Yo'City: Personalized and Boundless 3D Realistic City Scene Generation via Self-Critic Expansion
Keyang Lu, Sifan Zhou, Hongbin Xu, Gang Xu, Zhifei Yang, Yikai Wang, Zhen Xiao, Jieyi Long, Ming Li
2025-11-26
Summary
This paper introduces a new system called Yo'City for creating realistic and very large 3D cities. It aims to go beyond what current methods can do by allowing users to customize the city and make it expand endlessly.
What's the problem?
Existing methods for generating 3D cities usually rely on a single computer program learning from examples. This limits how unique the cities can be and how large they can grow.
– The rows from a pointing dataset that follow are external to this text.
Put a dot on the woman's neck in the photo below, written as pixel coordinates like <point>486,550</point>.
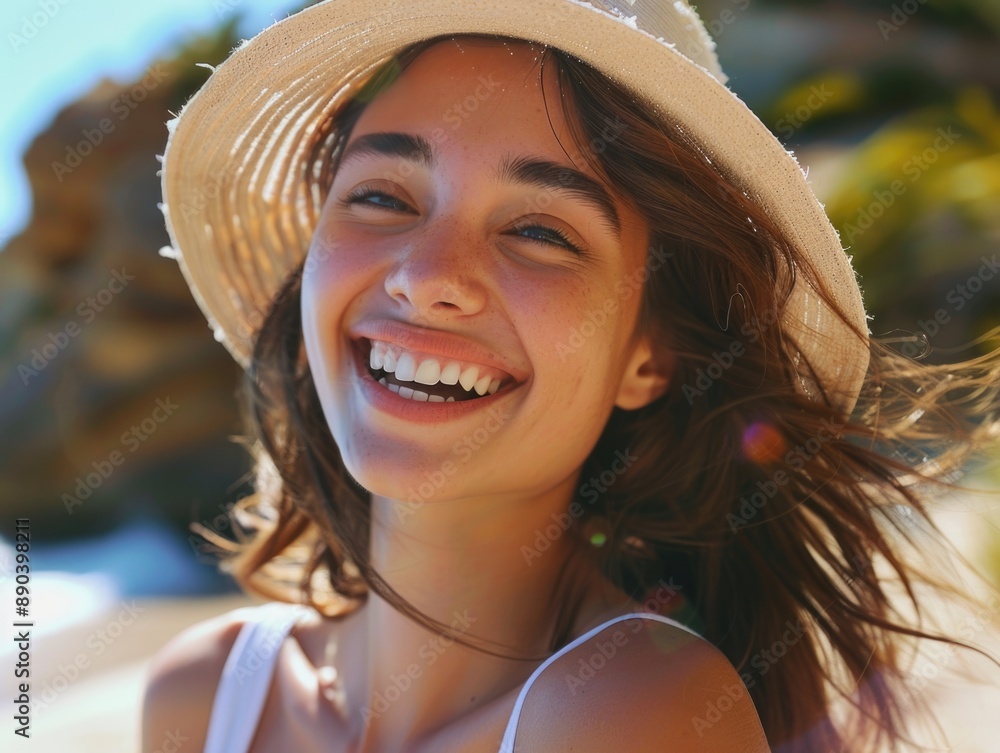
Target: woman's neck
<point>496,569</point>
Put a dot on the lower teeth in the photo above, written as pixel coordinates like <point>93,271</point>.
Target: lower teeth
<point>412,394</point>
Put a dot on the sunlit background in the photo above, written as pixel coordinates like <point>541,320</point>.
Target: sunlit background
<point>892,106</point>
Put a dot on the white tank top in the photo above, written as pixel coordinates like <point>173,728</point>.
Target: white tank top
<point>246,677</point>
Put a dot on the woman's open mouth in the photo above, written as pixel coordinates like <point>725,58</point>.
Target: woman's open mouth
<point>426,378</point>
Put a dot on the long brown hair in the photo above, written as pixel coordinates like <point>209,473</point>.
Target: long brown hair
<point>780,521</point>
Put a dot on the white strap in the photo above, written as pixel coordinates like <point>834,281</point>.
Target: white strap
<point>507,744</point>
<point>239,699</point>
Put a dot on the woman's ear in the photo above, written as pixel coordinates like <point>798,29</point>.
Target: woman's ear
<point>646,377</point>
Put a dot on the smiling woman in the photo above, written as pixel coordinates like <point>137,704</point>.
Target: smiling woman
<point>476,537</point>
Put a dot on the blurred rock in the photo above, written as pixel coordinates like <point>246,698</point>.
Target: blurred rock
<point>99,333</point>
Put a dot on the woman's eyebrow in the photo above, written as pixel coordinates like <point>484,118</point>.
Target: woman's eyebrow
<point>553,176</point>
<point>533,171</point>
<point>405,145</point>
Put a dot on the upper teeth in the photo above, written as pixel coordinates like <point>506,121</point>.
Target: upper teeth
<point>413,367</point>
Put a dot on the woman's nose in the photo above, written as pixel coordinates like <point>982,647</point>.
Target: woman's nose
<point>440,273</point>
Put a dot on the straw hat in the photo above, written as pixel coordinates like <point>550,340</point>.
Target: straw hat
<point>241,212</point>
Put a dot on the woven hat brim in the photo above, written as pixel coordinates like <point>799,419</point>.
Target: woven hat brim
<point>241,215</point>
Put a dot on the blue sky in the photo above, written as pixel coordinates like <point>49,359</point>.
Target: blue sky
<point>52,51</point>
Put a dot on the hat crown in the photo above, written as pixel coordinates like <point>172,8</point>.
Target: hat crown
<point>675,23</point>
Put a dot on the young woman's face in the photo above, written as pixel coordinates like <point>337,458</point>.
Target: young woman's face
<point>461,242</point>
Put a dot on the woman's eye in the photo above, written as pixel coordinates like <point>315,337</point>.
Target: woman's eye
<point>375,198</point>
<point>547,235</point>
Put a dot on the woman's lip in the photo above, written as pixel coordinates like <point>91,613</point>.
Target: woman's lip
<point>386,401</point>
<point>437,344</point>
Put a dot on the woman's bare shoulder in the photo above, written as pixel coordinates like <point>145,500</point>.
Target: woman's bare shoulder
<point>182,681</point>
<point>637,683</point>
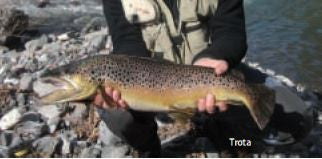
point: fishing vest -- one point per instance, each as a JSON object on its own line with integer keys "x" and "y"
{"x": 166, "y": 38}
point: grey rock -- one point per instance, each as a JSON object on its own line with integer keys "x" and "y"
{"x": 21, "y": 99}
{"x": 38, "y": 88}
{"x": 51, "y": 48}
{"x": 90, "y": 152}
{"x": 36, "y": 44}
{"x": 51, "y": 111}
{"x": 10, "y": 119}
{"x": 53, "y": 124}
{"x": 25, "y": 82}
{"x": 106, "y": 136}
{"x": 31, "y": 116}
{"x": 12, "y": 81}
{"x": 3, "y": 49}
{"x": 78, "y": 112}
{"x": 95, "y": 41}
{"x": 13, "y": 22}
{"x": 4, "y": 152}
{"x": 79, "y": 147}
{"x": 94, "y": 25}
{"x": 67, "y": 137}
{"x": 46, "y": 146}
{"x": 30, "y": 130}
{"x": 6, "y": 137}
{"x": 115, "y": 151}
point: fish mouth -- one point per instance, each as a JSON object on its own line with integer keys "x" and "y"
{"x": 51, "y": 90}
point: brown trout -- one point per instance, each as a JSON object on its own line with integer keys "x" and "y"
{"x": 150, "y": 85}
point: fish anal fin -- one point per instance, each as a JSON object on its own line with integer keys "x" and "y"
{"x": 263, "y": 106}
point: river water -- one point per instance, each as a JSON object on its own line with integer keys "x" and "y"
{"x": 283, "y": 35}
{"x": 286, "y": 36}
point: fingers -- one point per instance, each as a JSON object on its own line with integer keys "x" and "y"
{"x": 222, "y": 106}
{"x": 201, "y": 105}
{"x": 220, "y": 66}
{"x": 209, "y": 104}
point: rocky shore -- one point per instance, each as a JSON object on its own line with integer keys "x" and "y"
{"x": 28, "y": 129}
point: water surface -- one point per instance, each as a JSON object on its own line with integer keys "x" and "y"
{"x": 286, "y": 36}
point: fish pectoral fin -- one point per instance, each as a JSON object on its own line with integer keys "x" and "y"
{"x": 238, "y": 74}
{"x": 109, "y": 101}
{"x": 181, "y": 115}
{"x": 232, "y": 102}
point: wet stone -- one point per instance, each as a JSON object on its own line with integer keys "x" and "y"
{"x": 46, "y": 146}
{"x": 10, "y": 119}
{"x": 67, "y": 137}
{"x": 50, "y": 111}
{"x": 25, "y": 82}
{"x": 30, "y": 130}
{"x": 6, "y": 137}
{"x": 36, "y": 44}
{"x": 31, "y": 116}
{"x": 115, "y": 151}
{"x": 106, "y": 136}
{"x": 90, "y": 152}
{"x": 3, "y": 49}
{"x": 53, "y": 124}
{"x": 4, "y": 152}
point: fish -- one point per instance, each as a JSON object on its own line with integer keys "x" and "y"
{"x": 154, "y": 86}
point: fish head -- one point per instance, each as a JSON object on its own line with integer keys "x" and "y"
{"x": 59, "y": 85}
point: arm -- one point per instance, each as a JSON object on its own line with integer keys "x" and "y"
{"x": 127, "y": 38}
{"x": 228, "y": 45}
{"x": 227, "y": 28}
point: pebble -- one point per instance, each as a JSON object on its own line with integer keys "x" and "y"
{"x": 53, "y": 124}
{"x": 25, "y": 82}
{"x": 10, "y": 119}
{"x": 6, "y": 137}
{"x": 115, "y": 151}
{"x": 106, "y": 136}
{"x": 67, "y": 137}
{"x": 95, "y": 41}
{"x": 46, "y": 146}
{"x": 90, "y": 152}
{"x": 3, "y": 49}
{"x": 21, "y": 99}
{"x": 31, "y": 130}
{"x": 79, "y": 111}
{"x": 34, "y": 45}
{"x": 4, "y": 152}
{"x": 50, "y": 111}
{"x": 31, "y": 116}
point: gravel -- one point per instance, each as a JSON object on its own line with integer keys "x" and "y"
{"x": 66, "y": 130}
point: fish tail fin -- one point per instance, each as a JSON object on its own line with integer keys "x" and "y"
{"x": 263, "y": 104}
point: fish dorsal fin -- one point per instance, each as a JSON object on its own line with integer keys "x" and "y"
{"x": 237, "y": 74}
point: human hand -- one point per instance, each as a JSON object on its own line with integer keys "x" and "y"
{"x": 114, "y": 95}
{"x": 208, "y": 103}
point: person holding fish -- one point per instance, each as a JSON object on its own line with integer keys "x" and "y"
{"x": 209, "y": 33}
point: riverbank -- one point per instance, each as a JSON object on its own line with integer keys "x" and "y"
{"x": 73, "y": 130}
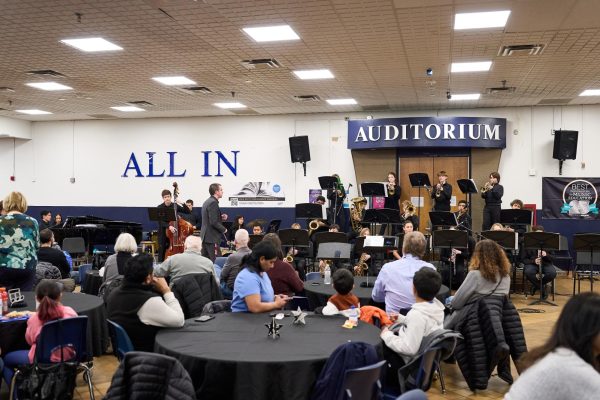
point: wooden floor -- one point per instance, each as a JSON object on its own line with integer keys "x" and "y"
{"x": 537, "y": 329}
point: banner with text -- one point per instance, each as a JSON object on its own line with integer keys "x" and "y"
{"x": 570, "y": 198}
{"x": 427, "y": 132}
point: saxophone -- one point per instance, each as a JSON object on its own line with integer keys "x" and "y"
{"x": 361, "y": 267}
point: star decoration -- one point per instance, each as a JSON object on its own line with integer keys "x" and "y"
{"x": 299, "y": 316}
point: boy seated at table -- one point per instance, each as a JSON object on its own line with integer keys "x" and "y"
{"x": 403, "y": 339}
{"x": 343, "y": 300}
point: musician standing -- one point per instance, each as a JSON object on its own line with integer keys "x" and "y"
{"x": 212, "y": 229}
{"x": 442, "y": 193}
{"x": 492, "y": 193}
{"x": 163, "y": 240}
It's hard to create cities that are both personalized to what a user wants and big enough to feel truly expansive.
What's the solution?
Yo'City works in stages, almost like an architect planning a city. First, it creates a high-level plan dividing the city into districts and grids. Then, it uses powerful AI models to generate detailed 3D scenes for each grid, constantly improving them through a process of creating, refining, and evaluating. Finally, it allows users to interactively expand the city in a way that makes sense, ensuring new areas connect logically to what’s already there.
Why it matters?
This research is important because realistic 3D cities are needed for things like virtual reality experiences and creating digital copies of real cities (digital twins). Yo'City’s ability to generate large, customizable cities could significantly improve these applications, making them more immersive and useful. The system also demonstrates a new way to use existing AI models to tackle complex generation tasks.
Abstract
Realistic 3D city generation is fundamental to a wide range of applications, including virtual reality and digital twins. However, most existing methods rely on training a single diffusion model, which limits their ability to generate personalized and boundless city-scale scenes. In this paper, we present Yo'City, a novel agentic framework that enables user-customized and infinitely expandable 3D city generation by leveraging the reasoning and compositional capabilities of off-the-shelf large models. Specifically, Yo'City first conceptualize the city through a top-down planning strategy that defines a hierarchical "City-District-Grid" structure. The Global Planner determines the overall layout and potential functional districts, while the Local Designer further refines each district with detailed grid-level descriptions. Subsequently, the grid-level 3D generation is achieved through a "produce-refine-evaluate" isometric image synthesis loop, followed by image-to-3D generation. To simulate continuous city evolution, Yo'City further introduces a user-interactive, relationship-guided expansion mechanism, which performs scene graph-based distance- and semantics-aware layout optimization, ensuring spatially coherent city growth. To comprehensively evaluate our method, we construct a diverse benchmark dataset and design six multi-dimensional metrics that assess generation quality from the perspectives of semantics, geometry, texture, and layout. Extensive experiments demonstrate that Yo'City consistently outperforms existing state-of-the-art methods across all evaluation aspects.